If we know this fact, we can transform the program into a non-deterministic version that tracks probability of failure:

def f_nondet(x):
y = pick a value in [x,...,3*x]
w = 1/3
return y,w


We now have a non-probabilistic program: we force y to receive an arbitrary (non-deterministic) value between x and 3*x; but we know that this may not be true with a probability of 1/3, so we store this fact in a new ghost variable w. The transformation relies on the following insight:

1. make whatever assumptions you want about the value of y
2. but remember the probability with which your assumptions might fail

So now we can prove the above Hoare triple $$\vdash_{\color{red}{1/3}} \{x > 0\} ~f(x)~ \{y \geq x\}$$ using the transformed, non-deterministic program instead:

$(\underbrace{x > 0}_{\text{pre}} \land \underbrace{x \leq y \leq 3x \land w = 1/3}_{\text{encoding of } f_\textit{nondet}}) \Longrightarrow (\underbrace{y \geq x}_{\text{post}} \land \underbrace{w \leq \color{red}{1/3}}_{\text{failure prob.}})$

## Picking the right axioms

In our example, we gave the SMT solver exactly the axiom it needs to know about the uniform distribution. But, in general, we want to automatically discover the right axiom to get the proof to go through. Calvin’s insight was that we can see this as a program synthesis problem!
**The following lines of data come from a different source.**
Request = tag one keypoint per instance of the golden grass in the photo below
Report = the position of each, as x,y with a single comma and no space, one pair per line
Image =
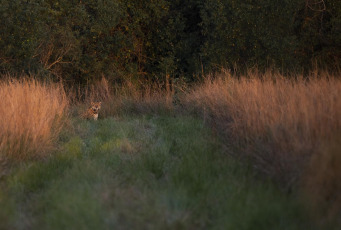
32,115
287,117
128,97
283,125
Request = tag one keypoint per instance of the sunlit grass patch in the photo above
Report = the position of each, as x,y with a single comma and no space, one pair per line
32,116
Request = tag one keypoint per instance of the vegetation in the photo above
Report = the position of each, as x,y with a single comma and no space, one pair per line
147,172
215,114
80,41
33,115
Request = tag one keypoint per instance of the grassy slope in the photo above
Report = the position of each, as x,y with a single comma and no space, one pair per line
142,173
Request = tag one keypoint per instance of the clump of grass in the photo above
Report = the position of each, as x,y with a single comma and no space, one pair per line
32,116
127,97
278,122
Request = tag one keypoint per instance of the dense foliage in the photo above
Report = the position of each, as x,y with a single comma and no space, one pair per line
80,40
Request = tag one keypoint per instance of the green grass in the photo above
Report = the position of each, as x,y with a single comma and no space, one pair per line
143,173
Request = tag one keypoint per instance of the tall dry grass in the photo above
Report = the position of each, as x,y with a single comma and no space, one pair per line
32,115
279,123
127,97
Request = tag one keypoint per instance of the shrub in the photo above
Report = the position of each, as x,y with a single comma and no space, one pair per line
32,115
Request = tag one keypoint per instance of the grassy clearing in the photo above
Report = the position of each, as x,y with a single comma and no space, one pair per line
143,173
32,116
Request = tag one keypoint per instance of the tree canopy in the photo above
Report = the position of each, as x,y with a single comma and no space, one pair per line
81,40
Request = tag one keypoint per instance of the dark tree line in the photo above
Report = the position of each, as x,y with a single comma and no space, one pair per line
80,40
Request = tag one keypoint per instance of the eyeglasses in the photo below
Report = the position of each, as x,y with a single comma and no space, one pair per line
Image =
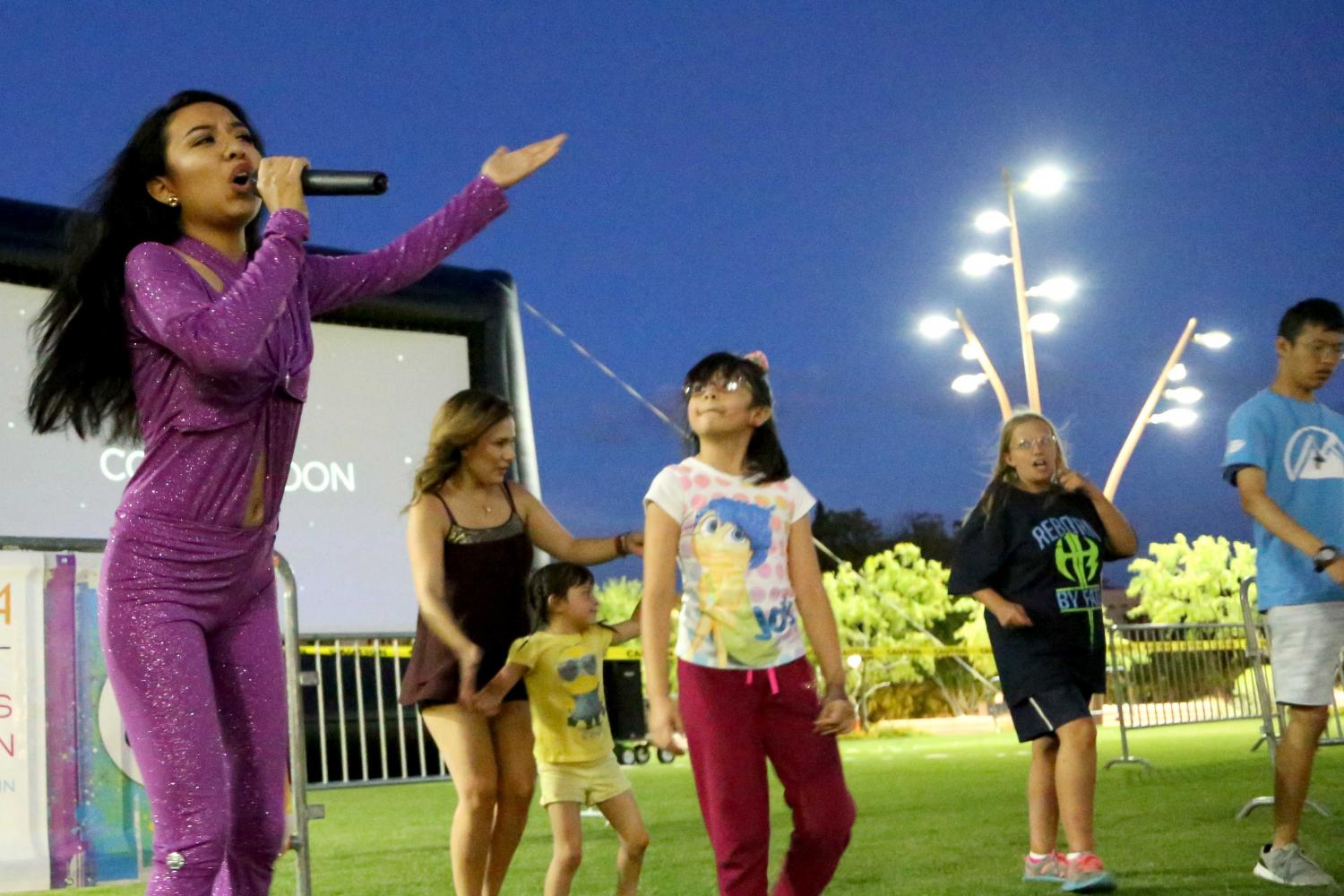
1325,351
691,390
1043,441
The idea is to use an axiom family and synthesize the appropriate axiom from this family. Check out this parameterized version of f_nondet above:

def f_synth(x):
y = pick a value in [?1,...,?2]
w = 1 - (?2 - ?1) / 3*x
return y,w


?1 and ?2 are two unknown expressions that we want to synthesize; they define the assumption we are making. Depending on what we choose, we will incur a different probability of failure w.

So now you can use your favorite program synthesis engine to synthesize values for the unknowns such that the postcondition $$y \geq x$$ is true and and the failure probability $w \leq 1/3$. Say we pick 2*x and 3*x for ?1 and ?2. We get the following program:

def f_synth_inst1(x):
y = pick a value in [2*x,...,3*x]
w = 2/3
return y,w


This satisfies our postcondition — that $y \geq x$ — but with a failure probability of $2/3$, higher than our goal of $1/3$.

Now check out this other instantiation where we set ?1 to 0 and ?2 to 3*x:

def f_synth_inst2(x):
y = pick a value in [0,...,3*x]
w = 0
return y,w


This has a 0 probability of failure: y always is between 0 and 3*x with a probability of 1. But it does not satisfy the postcondition, since y may very well be less than x.

The synthesizer should return the program f_nondet above, which sets ?1 to x and ?2 to 3*x.

## Synthesis problem

To solve the synthesis problem above with an SMT solver, we encode the problem in the form of $$\exists.\forall .\varphi$$:

$\exists ?_1, ?_2 . \forall x,y,z,w .$ $(\underbrace{x > 0}_{\text{pre}} \land \underbrace{?_1 \leq y \leq ?_2 \land w = 1 - (?_2-?_1)/3x }_{\text{encoding of } f_\textit{synth}}) \Longrightarrow (\underbrace{y \geq x}_{\text{post}} \land \underbrace{w \leq \color{red}{1/3}}_{\text{failure prob.}})$

The idea is we want to find ($\exists$) solutions to the unknowns $?_1$ and $?_2$ such that for any execution ($\forall$) where $x>0$ the postcondition holds and the failure probability is no more than $1/3$.

A solution to this problem is one that sets $?_1$ to $x$ and $?_2$ to $3x$, resulting in the program f_nondet above, whose correctness implies the Hoare triple $$\vdash_{\color{red}{1/3}} \{x > 0\} ~f(x)~ \{y \geq x\}$$.

## Conclusion

That’s it. We’ve thrown probability away. Now you can reason about randomized algorithms with first-order logic. But that’s not to say that solving the resulting formulas is easy!

Our paper gives a full-blow, soundness-police-compliant view of this idea – and a lot of implementation details because some of these formulas involve non-linear arithmetic and quantifier alternation. We manage to automatically prove accuracy properties of some sophisticated algorithms from the differential privacy literature. It’s really fascinating how far we can take SMT solvers.

Thanks to Calvin Smith for comments on an earlier draft. I stole the figures from his slides.

1. Notation from union bound logic, a probabilistic Hoare logic due to Barthe et al.